Evaluate RAG applications

First, import all the metrics you want to use from ragas.metrics. You can then use the evaluate() function and simply pass in the relevant metrics and the prepared data set.

from ragas import evaluate
from ragas.metrics import (
    faithfulness,
    answer_relevancy,
    context_recall,
    context_precision,
)

result = evaluate(
    dataset = dataset, 
    metrics=[
        context_precision,
        context_recall,
        faithfulness,
        answer_relevancy,
    ],
)

df = result.to_pandas()           

Below, you can see the results of an example RAGA score:

Translation: Evaluate RAG applications with RAGA

RAGA scores contextual precision, contextual recall, faithfulness, and answer relevance.

We can make the following observations:

  • context_relevancy (Signal-to-Noise Ratio of Retrieval Context): While the LLM judges that all contexts are relevant to the last question, it also judges that most of the retrieval context of the second question is irrelevant. Based on this metric, you can try to reduce the noise with a different number of retrieval contexts.
  • context_recall (if all the relevant information needed to answer the question is retrieved): The LLM evaluates whether the retrieved context contains the relevant information needed to answer the question correctly.
  • faithfulness (factual accuracy of the generated answer): While the LLM judged the answer to both the first and last questions to be correct, the answer to the second question incorrectly stated that the president did not mention Intel's CEO, and therefore judged loyalty to be 0.5.
  • answer_relevancy (how relevant the generated answers are to the question): All generated answers are judged to be fairly relevant to the question.

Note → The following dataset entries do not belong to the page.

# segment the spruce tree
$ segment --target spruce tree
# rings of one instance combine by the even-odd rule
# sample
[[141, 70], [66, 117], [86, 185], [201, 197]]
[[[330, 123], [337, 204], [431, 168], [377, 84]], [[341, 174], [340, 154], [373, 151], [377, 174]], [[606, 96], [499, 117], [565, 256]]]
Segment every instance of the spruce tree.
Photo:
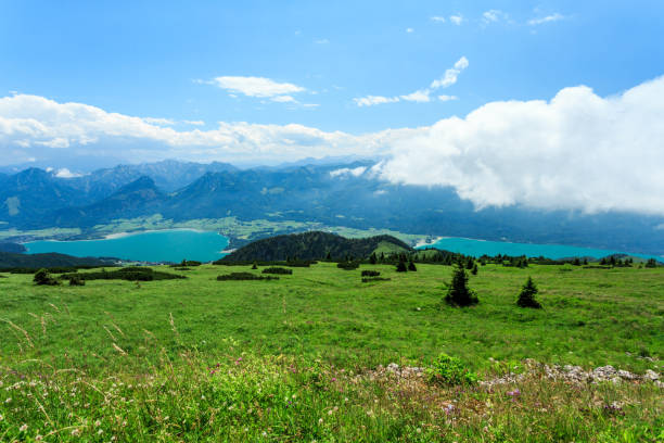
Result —
[[399, 260], [399, 263], [397, 264], [397, 273], [406, 273], [407, 270], [408, 269], [406, 268], [406, 262]]
[[519, 294], [519, 299], [516, 300], [516, 305], [521, 307], [533, 307], [539, 309], [541, 304], [537, 300], [535, 300], [535, 295], [537, 294], [537, 287], [533, 282], [533, 279], [528, 277], [525, 284], [521, 289], [521, 293]]
[[471, 306], [480, 303], [475, 292], [468, 287], [468, 274], [463, 269], [461, 260], [452, 271], [452, 281], [447, 288], [445, 302], [452, 306]]

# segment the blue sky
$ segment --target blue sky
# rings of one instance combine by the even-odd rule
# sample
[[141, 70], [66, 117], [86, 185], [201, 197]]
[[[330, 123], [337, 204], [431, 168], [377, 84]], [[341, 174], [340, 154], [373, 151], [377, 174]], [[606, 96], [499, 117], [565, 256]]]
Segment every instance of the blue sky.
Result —
[[663, 23], [654, 0], [0, 0], [0, 166], [372, 157], [477, 207], [664, 214]]
[[[606, 96], [664, 73], [659, 1], [14, 1], [0, 11], [4, 94], [210, 126], [360, 134], [431, 125], [496, 100], [547, 100], [567, 86]], [[487, 11], [500, 11], [497, 21], [486, 22]], [[560, 18], [528, 24], [551, 16]], [[468, 68], [438, 91], [457, 100], [353, 100], [419, 90], [461, 56]], [[293, 84], [306, 89], [295, 99], [318, 106], [231, 98], [194, 81], [218, 76]]]

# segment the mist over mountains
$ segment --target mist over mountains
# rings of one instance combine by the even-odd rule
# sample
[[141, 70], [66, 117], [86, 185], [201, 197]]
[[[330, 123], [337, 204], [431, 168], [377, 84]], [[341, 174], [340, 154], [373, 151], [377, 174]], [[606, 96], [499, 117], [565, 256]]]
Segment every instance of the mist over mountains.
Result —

As mentioned in the evaluation data, the use of LLMs for non-reference evaluation is an active area of research. I'm curious how this topic will develop.

wraparound

It's easy to build a proof-of-concept RAG application, but it's hard to get its performance into production. As with machine learning projects, you should use validation datasets and evaluation metrics to evaluate the performance of your RAG pipeline.

However, because the RAG process consists of multiple components that must be evaluated individually and in combination, you need a set of evaluation metrics. In addition, generating high-quality validation datasets from human annotators is difficult, time-consuming, and costly.

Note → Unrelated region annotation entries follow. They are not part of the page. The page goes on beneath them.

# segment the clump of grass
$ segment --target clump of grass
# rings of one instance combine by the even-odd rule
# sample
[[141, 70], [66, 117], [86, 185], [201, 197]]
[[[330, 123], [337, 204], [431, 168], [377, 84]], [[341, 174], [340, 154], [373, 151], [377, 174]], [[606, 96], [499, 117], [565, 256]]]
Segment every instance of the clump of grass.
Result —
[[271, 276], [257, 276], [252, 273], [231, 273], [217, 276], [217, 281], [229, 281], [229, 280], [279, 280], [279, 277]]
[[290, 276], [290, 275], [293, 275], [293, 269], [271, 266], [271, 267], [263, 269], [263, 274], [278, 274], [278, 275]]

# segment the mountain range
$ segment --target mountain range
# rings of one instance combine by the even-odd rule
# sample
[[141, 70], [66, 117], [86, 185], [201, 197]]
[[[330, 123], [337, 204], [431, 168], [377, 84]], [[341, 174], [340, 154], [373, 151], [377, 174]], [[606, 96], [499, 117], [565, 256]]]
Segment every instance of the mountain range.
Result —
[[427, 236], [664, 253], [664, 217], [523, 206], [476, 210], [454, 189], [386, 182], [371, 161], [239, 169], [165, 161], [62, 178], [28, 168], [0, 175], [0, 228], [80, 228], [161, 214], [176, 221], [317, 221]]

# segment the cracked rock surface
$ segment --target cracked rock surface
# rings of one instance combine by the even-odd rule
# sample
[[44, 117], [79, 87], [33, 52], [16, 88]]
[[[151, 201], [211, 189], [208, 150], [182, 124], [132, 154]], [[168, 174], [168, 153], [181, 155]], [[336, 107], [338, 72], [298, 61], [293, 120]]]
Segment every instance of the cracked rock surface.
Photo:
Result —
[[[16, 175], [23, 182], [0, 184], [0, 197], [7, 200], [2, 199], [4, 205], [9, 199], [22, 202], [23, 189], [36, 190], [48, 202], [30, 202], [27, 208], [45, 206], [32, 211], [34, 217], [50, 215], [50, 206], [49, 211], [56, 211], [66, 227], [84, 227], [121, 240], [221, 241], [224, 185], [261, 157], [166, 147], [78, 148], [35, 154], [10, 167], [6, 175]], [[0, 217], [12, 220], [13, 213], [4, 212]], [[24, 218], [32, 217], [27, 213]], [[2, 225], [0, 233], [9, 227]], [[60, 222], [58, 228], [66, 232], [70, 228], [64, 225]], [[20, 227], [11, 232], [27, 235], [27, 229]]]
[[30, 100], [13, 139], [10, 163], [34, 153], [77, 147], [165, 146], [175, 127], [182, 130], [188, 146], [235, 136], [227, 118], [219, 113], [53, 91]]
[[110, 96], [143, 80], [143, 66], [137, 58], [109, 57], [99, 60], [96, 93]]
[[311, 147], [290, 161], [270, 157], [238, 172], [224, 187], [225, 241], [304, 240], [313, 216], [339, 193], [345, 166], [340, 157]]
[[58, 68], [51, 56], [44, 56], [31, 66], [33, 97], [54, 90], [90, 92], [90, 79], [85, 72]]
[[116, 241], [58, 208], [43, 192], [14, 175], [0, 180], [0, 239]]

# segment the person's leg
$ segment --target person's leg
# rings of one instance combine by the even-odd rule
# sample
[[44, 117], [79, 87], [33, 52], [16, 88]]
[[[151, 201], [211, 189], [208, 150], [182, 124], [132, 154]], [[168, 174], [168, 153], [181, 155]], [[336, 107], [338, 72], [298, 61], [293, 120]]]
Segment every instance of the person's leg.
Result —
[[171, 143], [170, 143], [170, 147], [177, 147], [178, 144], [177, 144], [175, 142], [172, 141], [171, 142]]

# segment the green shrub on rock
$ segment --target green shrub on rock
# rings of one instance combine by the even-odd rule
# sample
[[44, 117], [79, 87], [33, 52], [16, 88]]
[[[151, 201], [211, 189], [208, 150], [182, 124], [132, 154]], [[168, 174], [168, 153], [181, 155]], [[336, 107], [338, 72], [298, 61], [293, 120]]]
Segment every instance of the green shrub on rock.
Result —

This article introduces the RAGAs [1] evaluation framework. The framework proposes four assessment indicators – context_relevancy, context_recall, and faithfulness, answer_relevancy they together make up the RAGAs score. In addition, RAGAs utilize the underlying LLM for reference-free evaluation to save costs.

disclaimer

At the time of writing, I'm a developer advocate for Weaviate, an open-source vector database.

reference

[1] Es, S.、James, J.、Espinosa-Anke, L. 和 Schockaert, S. (2023)。 RAGA:检索增强生成的自动评估。 arXiv预印本 arXiv:2309.15217。

[2] RAGAs Docs (2023). Document (Accessed 11 December 2023)

[3] Wang, P., Li, L., Chen, L., Zhu, D., Lin, B., Cao, Y., … & Sui, Z. (2023)。 大型语言模型不是公平的评估者。 arXiv preprint arXiv:2305.17926。

[4] Liu, Y., Iter, D., Xu, Y., Wang, S., Xu, R., & Zhu, C. (2023)。 G-eval:使用 GPT-4 进行 NLG 评估,具有更好的人类对齐效果,2023 年 5 月。 arXiv预印本 arXiv: 2303.16634,6 。